И равнодушен к славе и хуле

 

У бансури звук хрипловатый, словно слегка прокуренный; низкий, спокойный, глубокий. Если закрыть глаза, то сразу видишь Ганг - зелень воды, серебро песка, силуэты прибрежных храмов. Если открыть глаза, то видишь тринадцатиметровую кухню, розовые шкафчики, старую плиту, вид на москва-сити из окна.
Практически непередаваемое словами ощущение. Мы играем с братом, бансури и джембе, флейта и барабан, пять лет разницы, он закончил химфак МГУ и работает логистом, мы видимся от силы раз в полгода, у нас глаза абсолютно одинакового оттенка.
В прошлый раз мы играли вот так вдвоем (флейта и барабан, браслет с бубенцами у меня на лодыжке) ночью, на ступенях храма Шивы, стоящего на вершине горы, с которой открывается вид на три долины.
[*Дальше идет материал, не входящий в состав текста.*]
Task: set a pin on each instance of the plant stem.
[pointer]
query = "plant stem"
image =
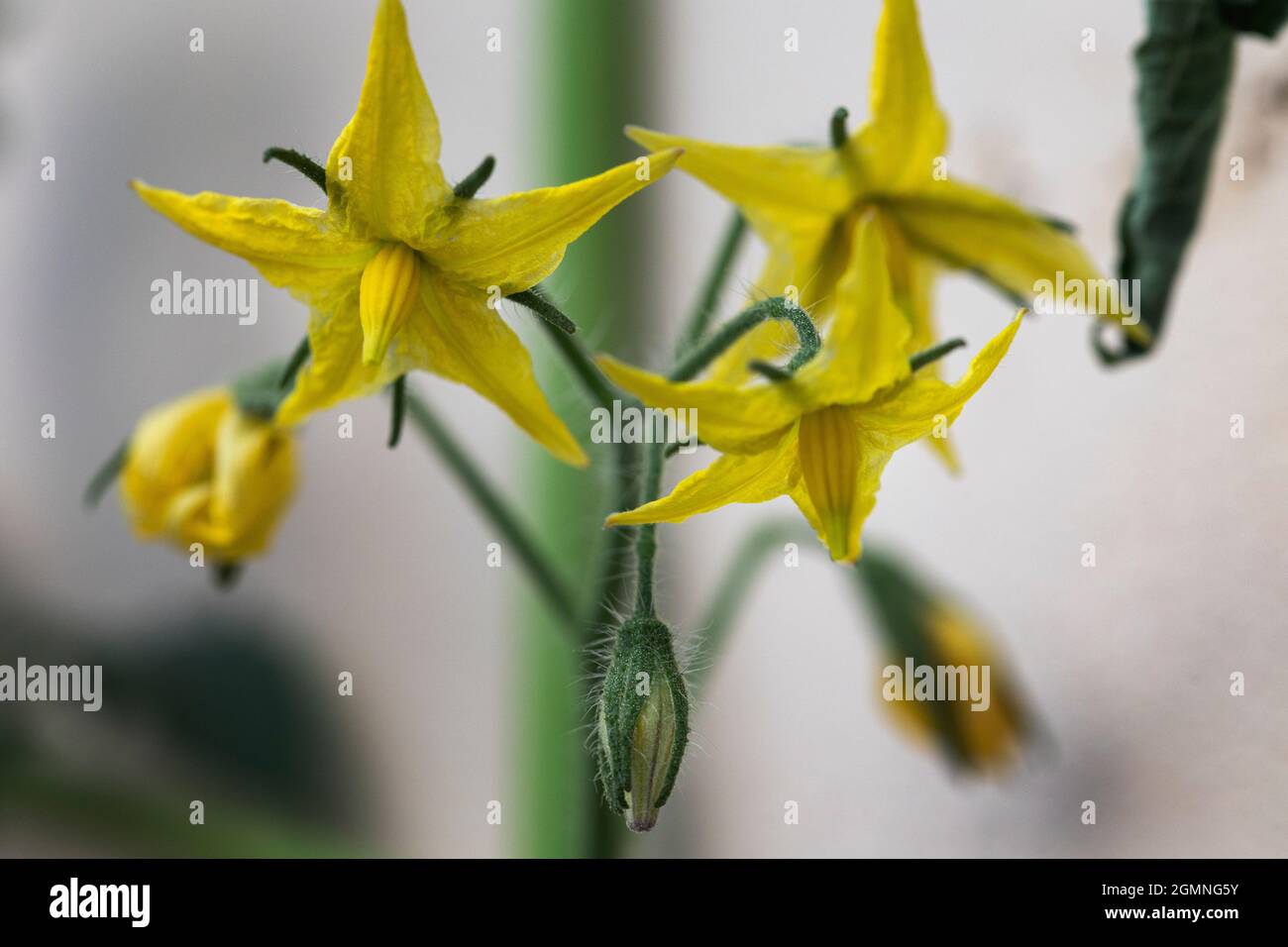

В одной из долин кто-то вторил нам на конхе. С неба падали звезды, в голове звенела вечность, казалось, что прямо сейчас ты делаешь первый шаг из горящего дома. Это было месяц назад и за пять с лишним тысяч километров отсюда.
И вот я сижу на кухне, зажав коленками джембе, смотрю в окно, из которого видны уродливые высотки сити, и пытаюсь понять, есть ли разница между этой квартирой и той горой, между мной-месяц-назад и мной-сию-секунду, и сколько километров от меня до Ришикеша, и сколько километров от меня до брата, и сколько километров от меня до бога.
Я чертовски не хотела возвращаться из Индии; да что там, я была близка к тому, чтобы обнять колонну в аэропорту и хуй бы меня кто от нее отцепил, но не сложилось: там не было подходящих колонн.
И к лучшему. Потому что мне, кажется, безо всяких там колонн удалось не вернуться из Индии.


Я очень люблю эту фотку: на ней и Индия, и бансури, и брат. А это храм и дорога к храму. А здесь мы ночевали; вот примерно где-то там я и осталась если не навсегда, то по крайней мере надолго.